Enterprises on the hunt for robust partner ecosystems
It is expected that organisations will adopt a range of strategies for embracing FCS portfolios, according to IDC, with some enterprise customers set to select a primary FCS partner while others likely to choose more diversified cloud deployment strategies.
However, regardless of the FCS strategy selected, enterprises are expected to place a high priority on extensions to providers’ FCS portfolios in the areas of expanded service deployment options, such as edge, network and core, automated governance services and robust partner ecosystems.
These factors are set to keep vendors on their toes.
"Demand for FCS is increasing, indicating customer expectations are being met by the providers in these areas. However, this is no time to rest,” said Lara Greden, research director, PaaS at IDC. “In a market characterised by rapid innovation, FCS providers must continually prove that they are willing to invest in innovation at a high level.
“Customers are seeking outcomes, not technology solutions.
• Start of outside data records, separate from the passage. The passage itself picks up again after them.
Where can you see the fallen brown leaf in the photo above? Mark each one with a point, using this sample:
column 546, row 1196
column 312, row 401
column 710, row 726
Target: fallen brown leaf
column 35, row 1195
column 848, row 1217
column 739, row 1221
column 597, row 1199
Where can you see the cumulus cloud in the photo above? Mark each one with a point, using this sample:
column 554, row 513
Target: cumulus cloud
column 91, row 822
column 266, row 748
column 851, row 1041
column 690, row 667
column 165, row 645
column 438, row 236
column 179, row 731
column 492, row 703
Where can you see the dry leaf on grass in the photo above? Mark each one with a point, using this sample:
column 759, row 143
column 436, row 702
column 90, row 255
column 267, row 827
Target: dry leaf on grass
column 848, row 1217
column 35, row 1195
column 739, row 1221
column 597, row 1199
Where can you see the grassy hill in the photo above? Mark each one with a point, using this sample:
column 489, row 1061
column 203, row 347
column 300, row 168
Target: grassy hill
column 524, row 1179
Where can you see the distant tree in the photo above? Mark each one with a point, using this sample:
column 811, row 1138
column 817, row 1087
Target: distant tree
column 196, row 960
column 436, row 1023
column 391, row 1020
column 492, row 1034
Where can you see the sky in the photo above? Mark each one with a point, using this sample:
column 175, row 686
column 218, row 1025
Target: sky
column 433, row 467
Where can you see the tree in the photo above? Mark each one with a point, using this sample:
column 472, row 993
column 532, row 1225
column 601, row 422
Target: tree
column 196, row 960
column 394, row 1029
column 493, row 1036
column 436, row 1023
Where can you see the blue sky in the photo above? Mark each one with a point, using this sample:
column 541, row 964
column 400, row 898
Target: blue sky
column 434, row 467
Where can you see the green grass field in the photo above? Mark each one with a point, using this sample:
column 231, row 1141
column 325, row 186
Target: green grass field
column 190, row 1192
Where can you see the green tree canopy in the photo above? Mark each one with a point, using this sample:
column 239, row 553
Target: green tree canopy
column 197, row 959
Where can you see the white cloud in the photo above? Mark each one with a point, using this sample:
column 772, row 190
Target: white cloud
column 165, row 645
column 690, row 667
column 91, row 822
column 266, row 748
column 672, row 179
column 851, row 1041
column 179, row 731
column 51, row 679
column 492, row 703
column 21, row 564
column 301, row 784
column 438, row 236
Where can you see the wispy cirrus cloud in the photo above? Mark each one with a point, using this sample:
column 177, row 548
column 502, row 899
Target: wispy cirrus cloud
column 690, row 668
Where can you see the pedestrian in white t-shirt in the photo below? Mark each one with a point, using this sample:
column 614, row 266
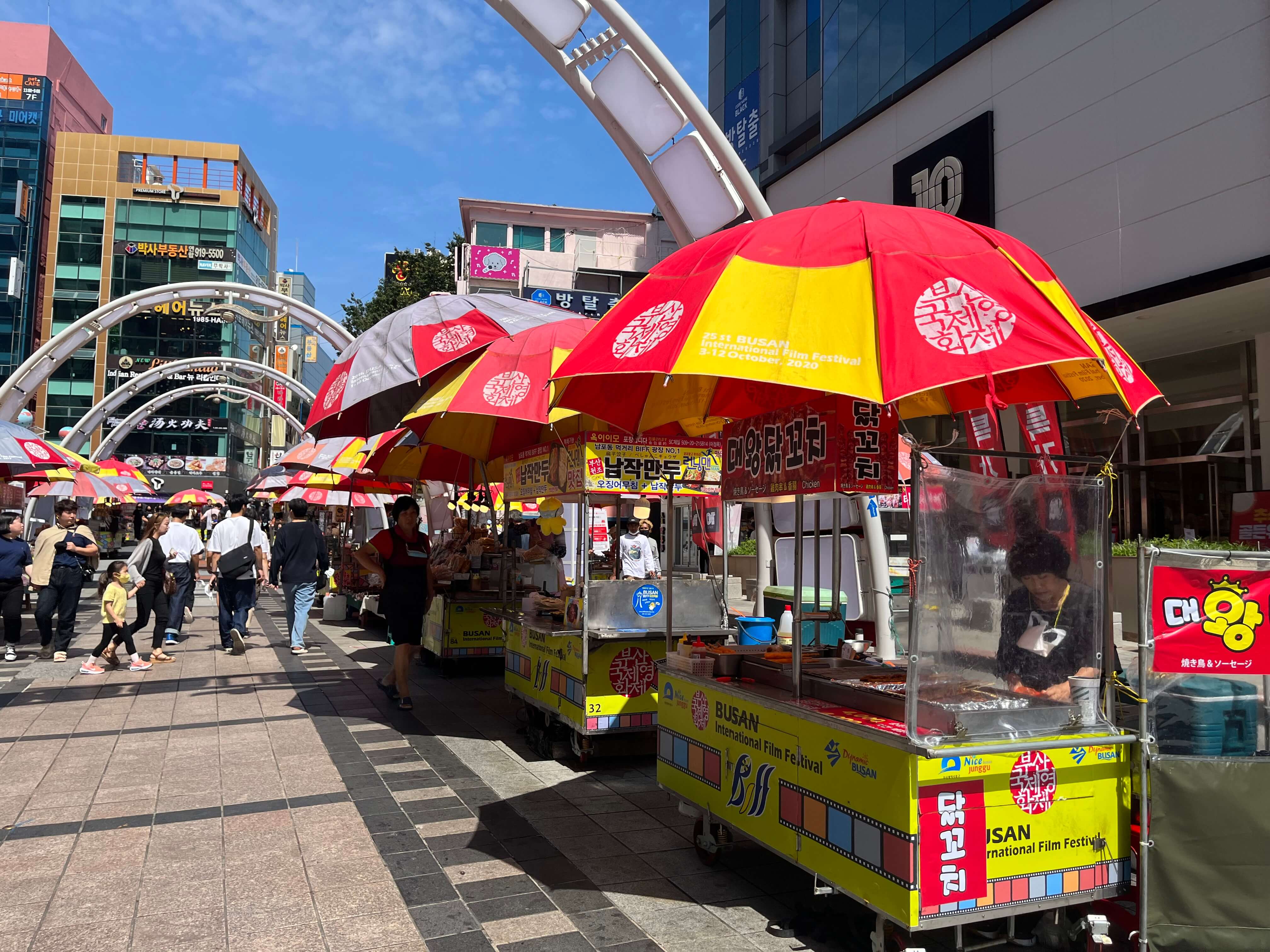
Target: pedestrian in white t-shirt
column 637, row 551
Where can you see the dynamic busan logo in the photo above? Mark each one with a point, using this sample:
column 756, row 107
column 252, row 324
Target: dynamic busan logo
column 751, row 799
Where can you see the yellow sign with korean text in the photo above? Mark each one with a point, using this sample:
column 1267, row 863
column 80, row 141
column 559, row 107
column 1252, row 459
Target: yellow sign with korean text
column 923, row 840
column 619, row 691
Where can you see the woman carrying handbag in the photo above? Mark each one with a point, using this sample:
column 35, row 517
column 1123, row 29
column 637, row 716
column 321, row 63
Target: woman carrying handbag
column 149, row 567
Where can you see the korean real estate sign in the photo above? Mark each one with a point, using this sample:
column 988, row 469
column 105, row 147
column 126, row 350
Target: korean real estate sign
column 832, row 445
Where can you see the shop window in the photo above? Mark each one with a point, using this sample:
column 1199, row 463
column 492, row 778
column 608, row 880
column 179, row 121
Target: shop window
column 220, row 174
column 528, row 238
column 190, row 172
column 491, row 234
column 131, row 168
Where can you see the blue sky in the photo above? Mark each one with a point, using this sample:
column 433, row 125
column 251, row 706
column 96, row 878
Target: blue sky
column 365, row 118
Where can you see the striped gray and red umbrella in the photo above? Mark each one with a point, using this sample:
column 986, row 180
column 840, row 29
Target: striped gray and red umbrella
column 381, row 375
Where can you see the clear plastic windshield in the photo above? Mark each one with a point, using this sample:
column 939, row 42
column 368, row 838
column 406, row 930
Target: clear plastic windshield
column 1009, row 609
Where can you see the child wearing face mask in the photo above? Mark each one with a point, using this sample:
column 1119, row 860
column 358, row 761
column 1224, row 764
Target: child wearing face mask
column 115, row 609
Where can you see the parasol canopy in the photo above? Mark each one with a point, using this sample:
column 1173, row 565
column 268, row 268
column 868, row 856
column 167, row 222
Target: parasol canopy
column 81, row 485
column 401, row 455
column 378, row 377
column 335, row 497
column 335, row 454
column 22, row 450
column 501, row 402
column 883, row 303
column 195, row 497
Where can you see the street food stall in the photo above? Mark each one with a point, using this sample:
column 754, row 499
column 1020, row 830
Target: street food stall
column 585, row 664
column 954, row 784
column 460, row 626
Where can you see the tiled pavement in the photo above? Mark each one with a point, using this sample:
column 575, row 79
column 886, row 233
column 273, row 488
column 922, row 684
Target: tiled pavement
column 272, row 803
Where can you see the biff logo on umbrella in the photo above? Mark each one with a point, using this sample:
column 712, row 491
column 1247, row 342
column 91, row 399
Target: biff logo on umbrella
column 336, row 391
column 959, row 319
column 507, row 389
column 450, row 339
column 648, row 329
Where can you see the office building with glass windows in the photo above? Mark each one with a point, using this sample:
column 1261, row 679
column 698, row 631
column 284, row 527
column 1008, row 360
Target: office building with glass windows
column 130, row 214
column 1126, row 143
column 44, row 93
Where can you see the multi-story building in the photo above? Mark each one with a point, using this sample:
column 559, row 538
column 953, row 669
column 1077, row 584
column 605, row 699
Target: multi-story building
column 581, row 259
column 308, row 359
column 1124, row 143
column 136, row 212
column 44, row 92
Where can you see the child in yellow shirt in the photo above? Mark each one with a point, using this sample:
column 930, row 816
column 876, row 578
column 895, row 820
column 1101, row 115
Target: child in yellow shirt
column 115, row 610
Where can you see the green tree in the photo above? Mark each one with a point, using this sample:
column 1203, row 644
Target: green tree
column 425, row 269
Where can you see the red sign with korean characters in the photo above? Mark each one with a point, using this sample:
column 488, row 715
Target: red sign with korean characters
column 832, row 445
column 1250, row 518
column 954, row 848
column 1210, row 620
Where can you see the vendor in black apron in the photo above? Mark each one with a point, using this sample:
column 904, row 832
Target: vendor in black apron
column 1050, row 624
column 401, row 555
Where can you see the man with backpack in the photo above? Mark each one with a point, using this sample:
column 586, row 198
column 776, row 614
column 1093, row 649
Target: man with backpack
column 237, row 558
column 300, row 559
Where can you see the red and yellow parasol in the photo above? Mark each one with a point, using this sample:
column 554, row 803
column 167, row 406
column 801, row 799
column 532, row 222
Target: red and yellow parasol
column 882, row 303
column 502, row 400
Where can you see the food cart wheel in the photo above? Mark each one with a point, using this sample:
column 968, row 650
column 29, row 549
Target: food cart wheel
column 708, row 856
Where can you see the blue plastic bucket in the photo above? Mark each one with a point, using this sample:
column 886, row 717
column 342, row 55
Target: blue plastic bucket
column 756, row 631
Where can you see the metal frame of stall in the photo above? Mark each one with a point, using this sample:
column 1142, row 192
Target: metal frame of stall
column 708, row 843
column 582, row 738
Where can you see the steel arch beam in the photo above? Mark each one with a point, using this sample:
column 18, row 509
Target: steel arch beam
column 22, row 384
column 626, row 31
column 97, row 414
column 107, row 446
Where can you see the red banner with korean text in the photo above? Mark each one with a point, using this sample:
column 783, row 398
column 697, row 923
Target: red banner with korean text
column 707, row 522
column 832, row 445
column 1044, row 434
column 1250, row 518
column 1210, row 620
column 954, row 847
column 983, row 432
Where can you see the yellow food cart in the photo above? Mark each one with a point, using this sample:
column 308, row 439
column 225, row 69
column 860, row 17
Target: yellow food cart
column 590, row 680
column 928, row 787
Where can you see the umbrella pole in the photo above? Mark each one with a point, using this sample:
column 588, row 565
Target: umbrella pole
column 668, row 518
column 797, row 640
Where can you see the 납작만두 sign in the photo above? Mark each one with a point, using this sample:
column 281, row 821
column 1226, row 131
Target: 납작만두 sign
column 832, row 445
column 1210, row 620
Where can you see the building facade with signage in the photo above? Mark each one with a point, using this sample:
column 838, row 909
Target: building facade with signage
column 134, row 212
column 1124, row 143
column 580, row 259
column 44, row 93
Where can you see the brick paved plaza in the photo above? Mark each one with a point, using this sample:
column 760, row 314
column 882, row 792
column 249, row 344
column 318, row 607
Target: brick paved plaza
column 276, row 803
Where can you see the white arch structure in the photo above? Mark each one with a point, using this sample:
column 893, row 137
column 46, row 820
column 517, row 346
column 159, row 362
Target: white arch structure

The key will be to differentiate, build mindshare and redefine [or] productise portfolios by use cases."
From IDC’s perspective, several factors are behind the rising demand for foundational cloud services rather than similar IaaS and PaaS services from individual providers.
A big part of the differentiation between foundational and non-foundational services, according to IDC, is the available, affordable and standardised infrastructure offered by FCS providers, which give developers the ability to rapidly build, test and deploy innovative applications.
Meanwhile, the availability of multiple deployment options, as is the case with hybrid cloud, and technologies that bring portability to applications enable customers to choose the best-matched cloud provider for a given workload are also driving factors.
Another draw is that service-based consumption of IT infrastructure has the potential to let end users reduce capital spending, optimise operating expenses and focus the efforts of IT personnel on achieving business goals rather than routine infrastructure and data management.
Finally, data-centric foundational cloud services can provide fully automated data capabilities that address the significant increases in data volumes and storage associated with mobile and edge devices, IDC said.
Earlier this year, fellow industry analyst firm Synergy Research Group claimed that 2020 marked the first time global enterprise spend on cloud infrastructure services outstripped enterprise spending on data centre hardware and software.
Synergy's analysis suggested enterprise spending on cloud infrastructure services continued to ramp up aggressively last year, growing by 35 per cent, to reach almost US$130 billion.
At the same time, in 2020, worldwide spending on the enterprise data centre hardware and software typically used in on-premises environments – comprising servers, storage, networking, security and associated software – was US$89 billion.
The analyst firm pointed out that the ratio between the two market segments continued a decade-long trend of explosive growth in cloud and virtual stagnation in the market for enterprise-owned data centre equipment.